Bitcoin Halving 2024 Part 1: Block Reward, Transaction Fees, and Difficulty

The Bitcoin halving is a core feature of Bitcoin. Roughly every four years, the reward miners earn is halved in order to reduce the new supply of bitcoin to the market, ultimately resulting in a fixed, finite supply of 21,000,000. We cover the event's significant impact on the profitability of mining, and analyse how it has changed over the three halvings that the network has successfully processed. In the sequel, we will discuss the other side of the miner profitability coin – costs – and develop a mining cost metric that will allow us to compare the cost to mine a bitcoin with its market price.

The Mining Process

Block structure and the process of mining

The technology at the heart of the BTC network is designed to bundle together transactions (called blocks) and validate them approximately once every ten minutes.

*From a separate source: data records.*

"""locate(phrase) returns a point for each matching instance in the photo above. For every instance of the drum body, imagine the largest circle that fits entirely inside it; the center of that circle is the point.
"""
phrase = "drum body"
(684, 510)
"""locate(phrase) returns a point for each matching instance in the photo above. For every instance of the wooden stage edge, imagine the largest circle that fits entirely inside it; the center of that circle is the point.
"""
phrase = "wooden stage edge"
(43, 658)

A reward is issued to network participants (miners) that contribute computational resources to making this process secure. With huge rewards promised to the miner that creates a new block, and the rapidly increasing computational power that is thrown at the task, how is this interval kept constant? To answer this, let’s take a look at the structure of a block, and the process a miner completes when mining each block.

Blocks on the network are essentially chunks of data: each chunk starts with some information about itself and the preceding block, and a list of transactions, and a random string of letters. The miner’s job is to compile this data and broadcast it to the rest of the network. Only then do they get to claim the block reward, alongside transaction fees.

The network chooses a miner to validate a block by holding a lottery: the first miner to find a winning ticket gets to “mine” the block and keep its reward. A miner can generate their lottery ticket by feeding the block’s chunk of data through a specific algorithm to generate a (essentially) random number. A miner can generate a new lottery ticket (without changing the transaction data in the block) by changing the “nonce” – a “nonsense” string at the end of the block.

If the miner can find a nonce that, when added to the block data and fed into the algorithm, is low enough to be accepted, then it is valid and the miner wins the lottery. By requiring that this random number is lower than some value, the network is able to control the number of winning tickets available. The lower this requirement is, the fewer winning tickets there are to find, and the more guesses that must be made before a miner wins the lottery.